According to MetLife's 2026 Lifetime Income Poll, 90% of defined contribution (DC) plan sponsors say the core purpose of a DC plan should be to serve as an income source during retirement. Fifty-nine percent support requiring 401(k) plans to offer lifetime income at retirement, and 54% back defaulting a portion of savings into guaranteed income.

When asked about lump sums, 83% of respondents said they may not be enough on their own to protect against outliving savings, up from 72% in 2016.

Rafaloff said there are several factors that are changing the way people think about — and prepare for — retirement. Americans are living longer: A person born in 2024 can expect to live to age 79, an increase of more than half a year from 2023, according to a recent report from the National Center for Health Statistics. "Longer lifespans mean savings need to last longer," Rafaloff said. "That really does increase concerns about running out of money."

Additionally, most people — especially young workers —  don't have access to a defined benefit plan, and so their only source of guaranteed income at retirement is Social Security, Rafaloff added. 

Read more: The 1% difference that can boost your retirement savings

Compounding the issue is the unpredictability of healthcare and housing costs, along with inflation. "That really makes it harder for employees to self-manage the drawdown strategies that were typically available in defined contribution plans," Rafaloff said. 

Responsibility for retirement outcomes has shifted sharply from employers to workers over the past several decades, driven largely by the decline of traditional pension plans. According to the Employee Benefit Research Institute, participation in private-sector defined benefit plans fell from 28% of wage and salary workers in 1979 to less than 1% in 2024. 

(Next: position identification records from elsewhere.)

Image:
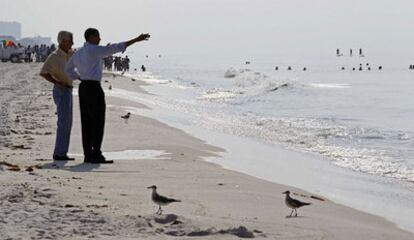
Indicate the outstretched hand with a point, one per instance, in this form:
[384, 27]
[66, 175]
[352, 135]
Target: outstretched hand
[143, 37]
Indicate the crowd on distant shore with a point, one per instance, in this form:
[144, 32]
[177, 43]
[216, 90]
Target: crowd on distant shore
[38, 53]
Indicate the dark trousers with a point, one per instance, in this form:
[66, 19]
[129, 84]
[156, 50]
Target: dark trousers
[92, 109]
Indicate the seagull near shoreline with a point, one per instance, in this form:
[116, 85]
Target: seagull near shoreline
[293, 203]
[126, 116]
[160, 200]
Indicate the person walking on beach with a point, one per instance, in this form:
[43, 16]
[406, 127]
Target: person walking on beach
[86, 65]
[53, 71]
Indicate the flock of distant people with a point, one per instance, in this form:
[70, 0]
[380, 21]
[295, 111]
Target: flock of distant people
[116, 63]
[360, 68]
[38, 53]
[339, 54]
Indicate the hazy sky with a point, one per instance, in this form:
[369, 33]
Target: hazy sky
[226, 25]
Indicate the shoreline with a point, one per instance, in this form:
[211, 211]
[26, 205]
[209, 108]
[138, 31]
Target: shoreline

Over the same period, defined contribution plans — such as 401(k) plans — expanded significantly, with participation rising from 7% to 44%.

Keeping it simple

Rafaloff joined MetLife in 1988 and has worked in the industry for nearly 40 years. Asked about the biggest mistake people make in retirement today, she said it is treating a 401(k) or defined contribution plan balance as a lump sum at retirement.

She pointed out that prior to the passage of the Setting Every Community Up for Retirement Enhancement (SECURE) Act in 2019, retirement statements typically focused on account balances and workers were left to interpret what those savings might mean in practice. 

The legislation required plan sponsors to provide participants with clearer illustrations of how their accumulated savings could translate into monthly retirement income. 

Read more: Vanguard and TIAA launch guaranteed lifetime income solution for 401(k)s

"I think that is going to transform how people think about their defined contribution plan and really put it into perspective," Rafaloff said, "so that they don't make the mistake of taking the lump sum and buying the proverbial boat or second home."

For benefit leaders, the findings of MetLife's Lifetime Income Poll should serve as evidence that companies are increasingly aligned around the need to help plan participants turn savings into dependable income in retirement.

The results also underscore the importance of simplicity in plan design, she said. "The more complex you make it — the more complicated in terms of choices and things people have to think about — the more inertia is going to kick in and people will do nothing," Rafaloff said. "And then what's the point?"